On 11/1/24 12:53 AM, Manivannan Sadhasivam wrote:
On Thu, Oct 31, 2024 at 02:26:24PM -0700, Bart Van Assche wrote:
The RTC update work involves runtime resuming the UFS controller. Hence,
only start the RTC update work after runtime power management in the UFS
driver has been fully initialized. This patch fixes the following kernel
crash:
Internal error: Oops: 0000000096000006 [#1] PREEMPT SMP
Workqueue: events ufshcd_rtc_work
Call trace:
_raw_spin_lock_irqsave+0x34/0x8c (P)
pm_runtime_get_if_active+0x24/0x9c (L)
pm_runtime_get_if_active+0x24/0x9c
ufshcd_rtc_work+0x138/0x1b4
process_one_work+0x148/0x288
worker_thread+0x2cc/0x3d4
kthread+0x110/0x114
ret_from_fork+0x10/0x20
Reported-by: Neil Armstrong <neil.armstrong@xxxxxxxxxx>
Closes: https://lore.kernel.org/linux-scsi/0c0bc528-fdc2-4106-bc99-f23ae377f6f5@xxxxxxxxxx/
Fixes: 6bf999e0eb41 ("scsi: ufs: core: Add UFS RTC support")
Cc: Bean Huo <beanhuo@xxxxxxxxxx>
Cc: stable@xxxxxxxxxxxxxxx
Signed-off-by: Bart Van Assche <bvanassche@xxxxxxx>
Bart, Thanks for the fix! While looking into this patch, I also found the
weirdness of the ufshcd_rpm_*() helpers in ufshcd-priv.h. Their naming doesn't
seem to indicate whether those helpers are for WLUN or for HBA. Also, I don't
see the benefit of these helpers since they just wrap generic pm_runtime*
calls. Then there are other open coding instances in the ufshcd.c. Like
pm_runtime_suspended(&hba->ufs_device_wlun->sdev_gendev)

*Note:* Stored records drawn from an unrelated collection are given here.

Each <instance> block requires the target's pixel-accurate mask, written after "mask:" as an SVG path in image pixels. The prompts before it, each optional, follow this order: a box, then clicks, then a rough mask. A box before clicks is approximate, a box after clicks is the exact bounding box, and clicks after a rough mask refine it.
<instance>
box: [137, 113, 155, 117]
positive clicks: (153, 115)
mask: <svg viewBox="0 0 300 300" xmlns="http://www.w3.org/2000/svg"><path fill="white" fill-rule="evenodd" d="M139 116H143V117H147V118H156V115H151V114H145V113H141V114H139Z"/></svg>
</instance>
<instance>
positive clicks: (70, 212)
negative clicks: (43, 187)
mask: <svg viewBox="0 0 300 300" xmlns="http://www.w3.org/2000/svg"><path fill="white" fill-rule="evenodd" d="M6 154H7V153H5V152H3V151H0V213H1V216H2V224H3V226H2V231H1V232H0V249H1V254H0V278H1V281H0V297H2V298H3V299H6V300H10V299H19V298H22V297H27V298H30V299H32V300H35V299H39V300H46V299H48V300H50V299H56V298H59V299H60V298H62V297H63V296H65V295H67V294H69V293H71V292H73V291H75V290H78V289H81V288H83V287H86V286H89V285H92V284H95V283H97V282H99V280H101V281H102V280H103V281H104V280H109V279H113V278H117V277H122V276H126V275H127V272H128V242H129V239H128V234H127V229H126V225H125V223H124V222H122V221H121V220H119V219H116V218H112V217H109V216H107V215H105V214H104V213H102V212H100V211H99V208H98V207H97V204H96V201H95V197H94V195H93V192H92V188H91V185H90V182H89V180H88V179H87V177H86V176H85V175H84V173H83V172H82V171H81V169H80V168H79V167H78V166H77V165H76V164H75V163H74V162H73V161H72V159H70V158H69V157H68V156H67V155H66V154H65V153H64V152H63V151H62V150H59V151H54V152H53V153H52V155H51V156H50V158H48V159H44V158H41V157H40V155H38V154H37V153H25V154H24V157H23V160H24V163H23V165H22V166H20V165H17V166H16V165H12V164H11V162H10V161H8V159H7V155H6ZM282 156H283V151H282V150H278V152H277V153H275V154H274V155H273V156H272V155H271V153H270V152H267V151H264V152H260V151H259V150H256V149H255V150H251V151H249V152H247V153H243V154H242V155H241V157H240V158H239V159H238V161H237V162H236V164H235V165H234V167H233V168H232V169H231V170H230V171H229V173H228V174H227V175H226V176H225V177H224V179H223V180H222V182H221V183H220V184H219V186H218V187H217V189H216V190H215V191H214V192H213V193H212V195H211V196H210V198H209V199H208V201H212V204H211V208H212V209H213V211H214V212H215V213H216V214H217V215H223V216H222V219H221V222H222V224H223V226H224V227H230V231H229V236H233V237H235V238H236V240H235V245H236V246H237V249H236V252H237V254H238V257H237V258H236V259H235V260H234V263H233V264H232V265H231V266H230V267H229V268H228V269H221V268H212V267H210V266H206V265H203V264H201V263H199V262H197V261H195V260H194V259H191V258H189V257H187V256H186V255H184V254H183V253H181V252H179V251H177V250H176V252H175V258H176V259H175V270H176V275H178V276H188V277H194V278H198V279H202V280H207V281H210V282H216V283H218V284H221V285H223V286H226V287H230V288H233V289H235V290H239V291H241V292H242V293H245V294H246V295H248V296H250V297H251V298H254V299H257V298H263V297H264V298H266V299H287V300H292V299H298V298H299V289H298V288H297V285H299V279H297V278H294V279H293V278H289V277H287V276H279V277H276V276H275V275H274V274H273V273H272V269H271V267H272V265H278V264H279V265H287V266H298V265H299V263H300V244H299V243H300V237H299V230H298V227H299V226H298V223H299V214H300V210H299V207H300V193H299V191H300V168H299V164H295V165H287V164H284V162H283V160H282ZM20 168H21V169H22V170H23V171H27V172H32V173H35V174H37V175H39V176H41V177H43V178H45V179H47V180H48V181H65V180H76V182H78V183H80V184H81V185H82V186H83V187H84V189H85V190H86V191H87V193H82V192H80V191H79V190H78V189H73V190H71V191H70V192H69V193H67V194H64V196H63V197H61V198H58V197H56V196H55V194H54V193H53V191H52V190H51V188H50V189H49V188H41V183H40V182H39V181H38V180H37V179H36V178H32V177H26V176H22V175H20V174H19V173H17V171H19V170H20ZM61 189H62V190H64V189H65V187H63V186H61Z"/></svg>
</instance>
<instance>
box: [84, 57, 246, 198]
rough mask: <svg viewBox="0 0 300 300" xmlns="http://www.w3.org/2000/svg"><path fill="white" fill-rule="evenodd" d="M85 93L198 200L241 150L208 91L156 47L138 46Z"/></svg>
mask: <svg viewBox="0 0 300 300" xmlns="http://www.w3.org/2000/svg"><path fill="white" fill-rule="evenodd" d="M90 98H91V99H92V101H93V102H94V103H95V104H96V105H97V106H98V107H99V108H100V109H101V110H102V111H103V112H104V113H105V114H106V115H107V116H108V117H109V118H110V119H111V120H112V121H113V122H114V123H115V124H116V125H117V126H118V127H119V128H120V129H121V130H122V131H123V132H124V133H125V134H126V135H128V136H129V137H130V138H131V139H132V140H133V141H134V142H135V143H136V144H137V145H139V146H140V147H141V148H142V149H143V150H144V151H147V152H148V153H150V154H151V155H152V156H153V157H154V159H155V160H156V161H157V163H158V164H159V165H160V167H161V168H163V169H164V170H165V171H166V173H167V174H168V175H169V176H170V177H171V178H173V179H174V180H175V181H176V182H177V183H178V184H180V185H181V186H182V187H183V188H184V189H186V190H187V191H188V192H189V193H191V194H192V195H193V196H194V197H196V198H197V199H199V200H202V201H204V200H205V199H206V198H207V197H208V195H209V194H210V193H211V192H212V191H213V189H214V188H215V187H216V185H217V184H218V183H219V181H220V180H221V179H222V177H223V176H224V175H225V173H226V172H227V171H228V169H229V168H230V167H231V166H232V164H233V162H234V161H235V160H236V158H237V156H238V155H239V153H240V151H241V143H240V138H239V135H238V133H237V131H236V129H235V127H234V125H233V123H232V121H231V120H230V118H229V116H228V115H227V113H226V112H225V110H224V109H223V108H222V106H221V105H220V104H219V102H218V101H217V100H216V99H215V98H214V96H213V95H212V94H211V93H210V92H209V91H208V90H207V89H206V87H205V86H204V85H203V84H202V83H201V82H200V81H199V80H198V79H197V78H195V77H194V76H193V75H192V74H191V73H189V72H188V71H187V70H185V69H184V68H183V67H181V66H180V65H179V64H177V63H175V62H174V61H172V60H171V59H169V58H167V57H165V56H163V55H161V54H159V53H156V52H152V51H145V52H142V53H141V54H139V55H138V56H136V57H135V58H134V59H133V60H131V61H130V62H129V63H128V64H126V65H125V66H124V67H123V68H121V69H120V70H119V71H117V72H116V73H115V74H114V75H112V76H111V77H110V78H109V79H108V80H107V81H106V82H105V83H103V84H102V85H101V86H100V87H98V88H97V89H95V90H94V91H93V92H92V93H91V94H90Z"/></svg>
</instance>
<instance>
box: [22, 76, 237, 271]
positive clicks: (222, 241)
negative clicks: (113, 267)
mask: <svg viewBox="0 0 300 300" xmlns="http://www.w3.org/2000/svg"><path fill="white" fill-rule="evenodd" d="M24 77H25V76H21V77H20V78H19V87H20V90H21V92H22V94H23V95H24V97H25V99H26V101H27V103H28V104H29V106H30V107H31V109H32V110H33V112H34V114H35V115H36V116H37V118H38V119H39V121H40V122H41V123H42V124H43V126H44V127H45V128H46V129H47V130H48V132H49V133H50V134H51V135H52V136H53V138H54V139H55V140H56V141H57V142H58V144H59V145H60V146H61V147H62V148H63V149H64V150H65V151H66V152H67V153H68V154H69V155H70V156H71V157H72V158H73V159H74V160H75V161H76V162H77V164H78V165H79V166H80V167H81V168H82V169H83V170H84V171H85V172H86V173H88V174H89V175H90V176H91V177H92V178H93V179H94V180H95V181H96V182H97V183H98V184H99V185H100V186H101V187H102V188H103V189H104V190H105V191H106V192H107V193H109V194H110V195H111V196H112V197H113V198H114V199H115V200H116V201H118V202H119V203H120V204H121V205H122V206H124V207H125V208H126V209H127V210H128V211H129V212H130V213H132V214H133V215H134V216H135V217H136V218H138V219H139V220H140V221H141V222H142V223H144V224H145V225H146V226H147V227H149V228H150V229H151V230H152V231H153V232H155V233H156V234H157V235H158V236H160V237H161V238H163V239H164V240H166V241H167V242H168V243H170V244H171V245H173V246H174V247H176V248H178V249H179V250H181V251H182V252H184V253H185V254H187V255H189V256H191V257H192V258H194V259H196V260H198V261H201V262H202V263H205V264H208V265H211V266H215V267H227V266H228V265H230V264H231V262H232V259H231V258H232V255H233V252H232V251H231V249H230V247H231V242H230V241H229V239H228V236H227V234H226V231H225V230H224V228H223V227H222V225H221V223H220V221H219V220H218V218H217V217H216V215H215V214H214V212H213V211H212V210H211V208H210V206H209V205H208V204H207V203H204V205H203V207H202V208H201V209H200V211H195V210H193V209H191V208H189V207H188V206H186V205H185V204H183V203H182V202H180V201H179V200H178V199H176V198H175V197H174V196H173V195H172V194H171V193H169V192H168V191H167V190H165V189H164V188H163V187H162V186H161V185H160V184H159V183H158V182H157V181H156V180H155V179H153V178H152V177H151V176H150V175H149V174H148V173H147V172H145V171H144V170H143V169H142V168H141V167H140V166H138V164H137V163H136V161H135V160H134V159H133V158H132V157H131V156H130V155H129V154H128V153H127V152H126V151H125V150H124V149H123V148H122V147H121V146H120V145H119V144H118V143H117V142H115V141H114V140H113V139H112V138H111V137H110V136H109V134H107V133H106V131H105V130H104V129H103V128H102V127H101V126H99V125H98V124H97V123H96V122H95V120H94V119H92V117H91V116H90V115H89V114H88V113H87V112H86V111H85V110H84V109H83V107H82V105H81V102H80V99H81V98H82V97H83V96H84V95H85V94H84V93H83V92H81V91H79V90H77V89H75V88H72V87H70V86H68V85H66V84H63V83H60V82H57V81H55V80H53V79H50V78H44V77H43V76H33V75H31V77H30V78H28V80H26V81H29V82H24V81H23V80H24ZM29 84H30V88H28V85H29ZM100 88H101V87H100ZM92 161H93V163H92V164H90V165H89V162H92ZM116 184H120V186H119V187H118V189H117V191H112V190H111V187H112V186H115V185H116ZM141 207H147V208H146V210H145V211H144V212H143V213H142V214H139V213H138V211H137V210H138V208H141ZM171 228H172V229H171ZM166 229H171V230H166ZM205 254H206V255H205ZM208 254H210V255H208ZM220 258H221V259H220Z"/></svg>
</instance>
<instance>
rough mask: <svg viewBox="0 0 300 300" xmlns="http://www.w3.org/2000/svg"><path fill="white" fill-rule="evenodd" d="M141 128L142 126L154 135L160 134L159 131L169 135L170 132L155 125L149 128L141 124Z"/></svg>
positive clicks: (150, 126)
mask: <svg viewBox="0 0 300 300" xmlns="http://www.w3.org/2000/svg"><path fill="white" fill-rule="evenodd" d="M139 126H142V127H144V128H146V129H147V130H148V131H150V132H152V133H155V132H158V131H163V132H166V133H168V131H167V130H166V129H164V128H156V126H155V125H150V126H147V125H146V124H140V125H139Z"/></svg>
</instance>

pm_runtime_set_active(&hba->ufs_device_wlun->sdev_gendev)
Moreover, we do check for the presence of hba->ufs_device_wlun before calling
ufshcd_rpm_get_sync() in ufshcd_remove(). This could be one other way to fix
this null ptr dereference even though I wouldn't recommend doing so as calling
rtc_work early is pointless.
So I think we should remove these helpers to avoid having these discrepancies.
WDYT?
Hi Manivannan,
In the context of the Linux kernel, in general, one-line helper
functions are considered questionable. In this case I prefer to keep the
helper functions since these encapsulate an implementation detail,
namely that the WLUN sdev_gendev member is used to control runtime power
management of the UFS host controller.
Checking whether or not the hba->ufs_device_wlun pointer is NULL from
the ufshcd_rtc_work() function would be racy since that pointer is
modified from another thread. So I prefer the patch at the start of this
thread instead of adding a hba->ufs_device_wlun pointer check.
Thanks,
Bart.